McKinstry turns up the heat for recreational center in Cortez, Colorado
November 2009
City Facility to Undergo $800,000 of Improvements by 2010
A recreation center in Cortez, Colorado aims to generate some much needed heat this winter with new solar panels, and chose McKinstry to help. In addition to the installation of integrated panels, which began on Tuesday, the project will also include further upgrades to the facility. All work is slated for completion sometime in January 2010, according to Cortez City Manager, Jay Harrington.
“We’re wanting to make the facility more energy efficient,” the Cortez Journal quoted Harrington as saying.
McKinstry will install two racks of solar panels on top of the recreation center that face south. One group will include three rows of eight panels, and a second group will have one row of sixteen. McKinstry has left room in the existing plan leaves an option open for creating an additional solar energy if required.
The solar panel upgrades are meant to heat the water in the recreation center swimming pool. The facility’s pool is expected to experience a temperature rise from around 86 degrees to 90-29 degrees as a result of the solar-thermal upgrade, according to city parks and recreation director Dean Palmquist.
According to Rick Smith, the city's General Services Director, of all Cortez’s city buildings, the recreational facility uses the most gas and electric power. In 2008, the complex consumed $123,107 of electricity, or 3,419 kilowatts, and $89,392 of natural gas, or 75,129 Therms.
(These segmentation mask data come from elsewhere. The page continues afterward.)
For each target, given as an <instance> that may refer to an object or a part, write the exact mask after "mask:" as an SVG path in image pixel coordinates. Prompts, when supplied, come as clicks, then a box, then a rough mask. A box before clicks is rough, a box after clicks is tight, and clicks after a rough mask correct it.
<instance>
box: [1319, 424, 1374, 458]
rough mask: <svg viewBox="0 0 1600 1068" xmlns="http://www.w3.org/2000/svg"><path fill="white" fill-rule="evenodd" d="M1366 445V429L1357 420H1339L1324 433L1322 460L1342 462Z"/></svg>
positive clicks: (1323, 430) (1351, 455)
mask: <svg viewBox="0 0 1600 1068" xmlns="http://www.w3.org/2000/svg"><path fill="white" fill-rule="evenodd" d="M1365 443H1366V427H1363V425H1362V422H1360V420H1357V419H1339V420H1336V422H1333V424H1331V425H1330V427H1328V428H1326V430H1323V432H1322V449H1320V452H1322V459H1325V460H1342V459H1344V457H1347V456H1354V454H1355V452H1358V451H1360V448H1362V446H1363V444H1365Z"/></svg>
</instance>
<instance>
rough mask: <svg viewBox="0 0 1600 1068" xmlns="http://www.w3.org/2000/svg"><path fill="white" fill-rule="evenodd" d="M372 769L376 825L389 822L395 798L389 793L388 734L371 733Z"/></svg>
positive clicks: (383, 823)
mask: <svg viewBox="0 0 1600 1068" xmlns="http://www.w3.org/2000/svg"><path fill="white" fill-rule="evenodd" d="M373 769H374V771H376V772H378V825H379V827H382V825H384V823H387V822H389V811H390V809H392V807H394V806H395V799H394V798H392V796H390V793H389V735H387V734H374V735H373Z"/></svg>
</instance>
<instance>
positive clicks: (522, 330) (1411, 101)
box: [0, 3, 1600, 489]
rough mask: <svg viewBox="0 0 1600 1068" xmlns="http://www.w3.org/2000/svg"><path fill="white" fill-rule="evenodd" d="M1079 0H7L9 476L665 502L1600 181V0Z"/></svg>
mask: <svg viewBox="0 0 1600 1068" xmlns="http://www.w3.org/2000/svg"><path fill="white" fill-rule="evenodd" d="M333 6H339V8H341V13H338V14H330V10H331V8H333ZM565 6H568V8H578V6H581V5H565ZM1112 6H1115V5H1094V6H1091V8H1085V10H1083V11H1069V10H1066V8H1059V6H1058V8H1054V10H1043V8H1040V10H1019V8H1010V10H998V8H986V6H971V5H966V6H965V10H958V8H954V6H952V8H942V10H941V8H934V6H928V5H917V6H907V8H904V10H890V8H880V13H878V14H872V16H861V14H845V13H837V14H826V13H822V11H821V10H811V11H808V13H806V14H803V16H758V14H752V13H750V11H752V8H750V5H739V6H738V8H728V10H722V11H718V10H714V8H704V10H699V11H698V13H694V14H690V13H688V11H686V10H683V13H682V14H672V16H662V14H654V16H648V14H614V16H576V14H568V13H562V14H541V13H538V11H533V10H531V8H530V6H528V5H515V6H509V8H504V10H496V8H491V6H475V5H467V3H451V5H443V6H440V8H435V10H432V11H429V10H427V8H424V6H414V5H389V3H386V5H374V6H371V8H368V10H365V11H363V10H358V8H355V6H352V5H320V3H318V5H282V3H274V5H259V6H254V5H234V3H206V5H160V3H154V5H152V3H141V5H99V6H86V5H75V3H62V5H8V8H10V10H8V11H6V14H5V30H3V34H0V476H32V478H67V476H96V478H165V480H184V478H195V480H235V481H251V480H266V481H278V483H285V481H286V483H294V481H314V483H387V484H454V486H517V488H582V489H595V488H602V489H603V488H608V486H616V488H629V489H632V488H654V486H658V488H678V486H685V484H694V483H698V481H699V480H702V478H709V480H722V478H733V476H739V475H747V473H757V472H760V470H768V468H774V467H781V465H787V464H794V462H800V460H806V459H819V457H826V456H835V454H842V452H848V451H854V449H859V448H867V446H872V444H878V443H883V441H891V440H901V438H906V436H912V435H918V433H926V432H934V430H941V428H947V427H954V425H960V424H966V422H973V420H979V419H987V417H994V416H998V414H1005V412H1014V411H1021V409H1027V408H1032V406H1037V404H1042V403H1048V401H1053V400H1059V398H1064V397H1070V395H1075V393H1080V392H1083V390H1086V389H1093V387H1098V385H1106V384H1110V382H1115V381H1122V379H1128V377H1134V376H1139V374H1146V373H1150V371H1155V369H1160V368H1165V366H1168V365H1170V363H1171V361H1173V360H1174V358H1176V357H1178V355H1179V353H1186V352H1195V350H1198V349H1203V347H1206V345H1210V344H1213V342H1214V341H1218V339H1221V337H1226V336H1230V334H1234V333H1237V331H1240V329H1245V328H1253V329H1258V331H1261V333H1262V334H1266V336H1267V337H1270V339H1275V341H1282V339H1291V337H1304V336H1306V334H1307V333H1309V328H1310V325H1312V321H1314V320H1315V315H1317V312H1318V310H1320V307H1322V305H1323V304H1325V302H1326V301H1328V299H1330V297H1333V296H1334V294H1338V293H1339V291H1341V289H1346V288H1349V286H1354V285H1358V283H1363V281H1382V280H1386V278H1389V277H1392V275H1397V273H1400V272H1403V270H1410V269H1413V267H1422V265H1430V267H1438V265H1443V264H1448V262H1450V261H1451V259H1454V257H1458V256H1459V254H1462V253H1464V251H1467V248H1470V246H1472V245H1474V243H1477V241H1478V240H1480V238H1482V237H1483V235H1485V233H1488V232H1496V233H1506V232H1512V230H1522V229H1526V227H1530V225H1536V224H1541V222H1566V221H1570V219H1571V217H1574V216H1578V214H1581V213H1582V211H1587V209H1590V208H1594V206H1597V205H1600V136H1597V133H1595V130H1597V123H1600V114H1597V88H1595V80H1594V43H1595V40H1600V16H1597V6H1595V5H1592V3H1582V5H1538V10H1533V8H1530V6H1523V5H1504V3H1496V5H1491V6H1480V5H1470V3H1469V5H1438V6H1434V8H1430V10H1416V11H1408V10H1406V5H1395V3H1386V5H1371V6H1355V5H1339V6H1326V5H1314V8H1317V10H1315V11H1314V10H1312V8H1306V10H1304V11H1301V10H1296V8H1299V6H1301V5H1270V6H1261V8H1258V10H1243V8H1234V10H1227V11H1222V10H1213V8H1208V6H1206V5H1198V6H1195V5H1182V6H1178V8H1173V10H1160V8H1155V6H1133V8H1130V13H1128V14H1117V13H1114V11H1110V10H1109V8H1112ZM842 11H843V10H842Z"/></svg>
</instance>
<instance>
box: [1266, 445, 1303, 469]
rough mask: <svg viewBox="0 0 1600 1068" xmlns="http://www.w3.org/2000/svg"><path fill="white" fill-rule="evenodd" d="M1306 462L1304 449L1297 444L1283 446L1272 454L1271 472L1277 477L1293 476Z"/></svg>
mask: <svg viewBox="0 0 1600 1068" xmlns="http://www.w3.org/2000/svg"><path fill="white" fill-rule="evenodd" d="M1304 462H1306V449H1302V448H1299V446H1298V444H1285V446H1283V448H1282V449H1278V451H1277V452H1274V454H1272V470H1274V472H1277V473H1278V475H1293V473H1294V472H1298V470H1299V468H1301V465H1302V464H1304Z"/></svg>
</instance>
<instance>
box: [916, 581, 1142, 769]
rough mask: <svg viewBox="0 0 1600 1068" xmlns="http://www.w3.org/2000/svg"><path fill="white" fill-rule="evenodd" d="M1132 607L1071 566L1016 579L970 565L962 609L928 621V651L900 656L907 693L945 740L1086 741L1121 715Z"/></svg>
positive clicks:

One Therm (a heat energy measuring unit), is approximately equivalent to burning 100 cubic feet of natural gas.
Ongoing upgrades to the recreation center will include lighting retrofits for the pool, installation of variable-frequency drives to pool pumps, applying new digital control systems, and efficiency improvements to the heating and cooling system of the facility. Total energy-related costs of the upgrades are $850,127, with $425,000 from a state energy-impact grant. The remaining $425,127 is from the city's Rec Center Fund, Harrington said.
Once McKinstry has finished the upgrades, says Smith, the estimated annual savings for the recreation center’s energy cost is $32,280.